Apache Kafka is an awesome way to stream data between applications. It’s often used to connect up components in a distributed system, so it’s especially useful if you’re using microservices. But it does have some rather confusing terminology. So what is the difference between Kafka, Kafka Streams and Kafka Connect? Let’s find out.
Apache Kafka is a set of tools designed for event streaming.
People tend to get pretty excited about Kafka, because it’s fault-tolerant (this means that Kafka will keep running even when some of its components fail), and it can be run at huge scale. 📏⛰
Kafka, Kafka Streams and Kafka Connect are all components in the Kafka project. These three components seem similar, but there are some key things that set them apart.
But first, for all you busy TL;DR types, here’s the executive summary:
Apache Kafka is a back-end application that provides a way to share streams of events between applications.
An application publishes a stream of events or messages to a topic on a Kafka broker. The stream can then be consumed independently by other applications, and messages in the topic can even be replayed if needed.

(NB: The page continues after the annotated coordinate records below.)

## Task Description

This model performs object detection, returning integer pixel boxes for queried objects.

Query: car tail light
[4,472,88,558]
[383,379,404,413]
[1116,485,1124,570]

Kafka Streams is an API for writing client applications that transform data in Apache Kafka. You usually do this by publishing the transformed data onto a new topic. The data processing itself happens within your client application, not on a Kafka broker.
Kafka Connect is an API for moving data into and out of Kafka. It provides a pluggable way to integrate other applications with Kafka, by letting you use and share connectors to move data to or from popular applications, like databases.
P.S. Want the no-tech beginner’s guide to Kafka? Check out the fantastic Gently Down The Stream, which is an illustrated guide to Kafka by Mitch Seymour.
At first glance, Apache Kafka just seems like a message broker, which can ship a message from a producer to a consumer. But actually Kafka is a lot more than that.
Kafka is primarily a distributed event log. It’s usually run as a cluster of several brokers, which are joined together.
If you’re just getting started with Apache Kafka, you will probably want to learn the basics first. It’s worth investing in a course, as Kafka can become very complicated, very quickly!
This Kafka beginners’ course from Stephane Maarek is well-paced, and explains all of the complex terminology. It contains more than 7 hours of video lectures, sprinkled with examples that help you to understand the technical concepts.
And, most importantly, it includes a real-world project that you can follow, so you can start using Kafka for real.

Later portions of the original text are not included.